UEFA
Kupasında; 2-1 kaybedilen Lazio maçından sonra Galatasaray teknik direktörü Mustafa
Denizli, bir gazetecinin, "Galatasaray’da saha içinde umursamaz oyuncular
mı var" şeklindeki sorusu üzerine şunları söyledi: "Mutlaka var.

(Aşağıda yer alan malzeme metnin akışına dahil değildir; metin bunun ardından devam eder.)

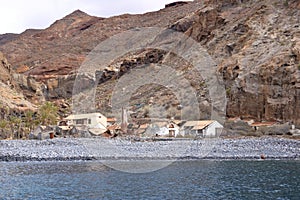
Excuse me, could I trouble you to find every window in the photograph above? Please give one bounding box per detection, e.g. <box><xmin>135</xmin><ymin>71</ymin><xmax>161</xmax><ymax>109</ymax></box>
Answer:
<box><xmin>75</xmin><ymin>119</ymin><xmax>87</xmax><ymax>125</ymax></box>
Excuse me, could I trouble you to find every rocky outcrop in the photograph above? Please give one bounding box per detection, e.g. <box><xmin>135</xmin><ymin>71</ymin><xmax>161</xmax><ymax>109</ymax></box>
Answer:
<box><xmin>0</xmin><ymin>52</ymin><xmax>35</xmax><ymax>111</ymax></box>
<box><xmin>171</xmin><ymin>1</ymin><xmax>300</xmax><ymax>125</ymax></box>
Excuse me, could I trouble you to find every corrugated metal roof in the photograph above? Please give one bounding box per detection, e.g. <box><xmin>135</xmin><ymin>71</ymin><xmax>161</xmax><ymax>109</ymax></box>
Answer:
<box><xmin>183</xmin><ymin>120</ymin><xmax>214</xmax><ymax>130</ymax></box>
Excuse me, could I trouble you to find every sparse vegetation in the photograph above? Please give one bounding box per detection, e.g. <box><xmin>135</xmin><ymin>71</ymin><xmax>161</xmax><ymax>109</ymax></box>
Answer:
<box><xmin>0</xmin><ymin>102</ymin><xmax>58</xmax><ymax>139</ymax></box>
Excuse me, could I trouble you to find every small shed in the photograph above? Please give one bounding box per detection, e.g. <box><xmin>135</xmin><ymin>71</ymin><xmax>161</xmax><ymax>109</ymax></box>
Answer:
<box><xmin>183</xmin><ymin>120</ymin><xmax>223</xmax><ymax>137</ymax></box>
<box><xmin>65</xmin><ymin>113</ymin><xmax>107</xmax><ymax>130</ymax></box>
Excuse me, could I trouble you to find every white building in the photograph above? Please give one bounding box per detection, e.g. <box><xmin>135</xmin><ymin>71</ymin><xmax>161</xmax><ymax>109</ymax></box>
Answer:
<box><xmin>65</xmin><ymin>113</ymin><xmax>107</xmax><ymax>130</ymax></box>
<box><xmin>183</xmin><ymin>120</ymin><xmax>223</xmax><ymax>137</ymax></box>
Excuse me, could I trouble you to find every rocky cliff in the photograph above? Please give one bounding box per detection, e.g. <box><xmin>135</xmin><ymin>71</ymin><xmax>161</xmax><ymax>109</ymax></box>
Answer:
<box><xmin>0</xmin><ymin>52</ymin><xmax>35</xmax><ymax>111</ymax></box>
<box><xmin>0</xmin><ymin>0</ymin><xmax>300</xmax><ymax>125</ymax></box>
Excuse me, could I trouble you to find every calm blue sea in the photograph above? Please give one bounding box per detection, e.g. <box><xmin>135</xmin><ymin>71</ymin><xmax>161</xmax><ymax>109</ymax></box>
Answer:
<box><xmin>0</xmin><ymin>160</ymin><xmax>300</xmax><ymax>200</ymax></box>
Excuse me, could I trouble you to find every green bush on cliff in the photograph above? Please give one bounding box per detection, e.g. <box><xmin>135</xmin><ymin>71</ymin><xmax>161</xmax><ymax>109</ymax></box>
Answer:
<box><xmin>37</xmin><ymin>102</ymin><xmax>58</xmax><ymax>126</ymax></box>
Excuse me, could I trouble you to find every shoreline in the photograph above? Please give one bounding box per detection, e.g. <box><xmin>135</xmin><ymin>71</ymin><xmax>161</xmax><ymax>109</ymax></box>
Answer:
<box><xmin>0</xmin><ymin>136</ymin><xmax>300</xmax><ymax>162</ymax></box>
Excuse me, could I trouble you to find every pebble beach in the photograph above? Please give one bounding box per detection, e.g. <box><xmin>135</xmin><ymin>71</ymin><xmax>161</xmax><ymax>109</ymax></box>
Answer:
<box><xmin>0</xmin><ymin>137</ymin><xmax>300</xmax><ymax>162</ymax></box>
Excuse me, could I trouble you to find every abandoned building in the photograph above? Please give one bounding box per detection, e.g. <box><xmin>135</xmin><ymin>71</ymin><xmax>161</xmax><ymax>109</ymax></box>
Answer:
<box><xmin>65</xmin><ymin>113</ymin><xmax>107</xmax><ymax>130</ymax></box>
<box><xmin>182</xmin><ymin>120</ymin><xmax>223</xmax><ymax>137</ymax></box>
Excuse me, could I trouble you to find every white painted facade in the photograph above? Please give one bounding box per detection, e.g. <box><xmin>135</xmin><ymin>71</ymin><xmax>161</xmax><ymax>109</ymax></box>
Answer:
<box><xmin>182</xmin><ymin>120</ymin><xmax>223</xmax><ymax>137</ymax></box>
<box><xmin>65</xmin><ymin>113</ymin><xmax>107</xmax><ymax>130</ymax></box>
<box><xmin>202</xmin><ymin>121</ymin><xmax>223</xmax><ymax>137</ymax></box>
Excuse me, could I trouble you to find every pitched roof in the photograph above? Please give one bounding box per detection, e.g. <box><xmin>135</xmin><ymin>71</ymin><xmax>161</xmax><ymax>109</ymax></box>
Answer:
<box><xmin>183</xmin><ymin>120</ymin><xmax>214</xmax><ymax>130</ymax></box>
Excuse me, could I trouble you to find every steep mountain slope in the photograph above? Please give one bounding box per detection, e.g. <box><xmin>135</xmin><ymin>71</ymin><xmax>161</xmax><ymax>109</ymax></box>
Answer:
<box><xmin>0</xmin><ymin>0</ymin><xmax>300</xmax><ymax>125</ymax></box>
<box><xmin>0</xmin><ymin>52</ymin><xmax>35</xmax><ymax>111</ymax></box>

Bunları görmemek için maçı izlememek lazım. Böyle bir tabloyla karşı karşıya
kaldık." diyerek asıl kafasının ardındaki düşüncesinin ipuçlarını
vermiştir. Futbolcular açısından bir umursamazlık söz konusu ise, bu zaten
Mersin maçında da, Kayserispor maçında da, Osmanlıspor maçında da, Konyaspor
maçında da, Trabzonspor maçında da yok muydu... Vardı ise teknik yönetim mi
görememiştir? Peki bu umursamaz futbolcular değil mi idi ki, bir önceki sezonu
3 kupa ile bitirmiş... Ne oldu da birden bunlar umursamaz hale geldiler... Kimse
öyle biliyormuş numaraları ya da pozları takınarak; "bu futbolcular
yetersiz", "bu futbolcular umursamaz", "bu futbolcular
kötü" gibisinden ahkam kesmesin, bunun adı düpedüz başarısızlıkların
faturası kesilirse kimden ses çıkmaz ya da en az ses kimden çıkar ve o da kuru
gürültüye gider, taktiğinin uygulanmasıdır... Bir taraftan Galatasaray
yönetimi, diğer taraftan da kulübün futbol yönetimi başta Mustafa Denizli olmak
üzere, yakan top oynuyor misali futbolcuları taraftarların önüne atmaktadır...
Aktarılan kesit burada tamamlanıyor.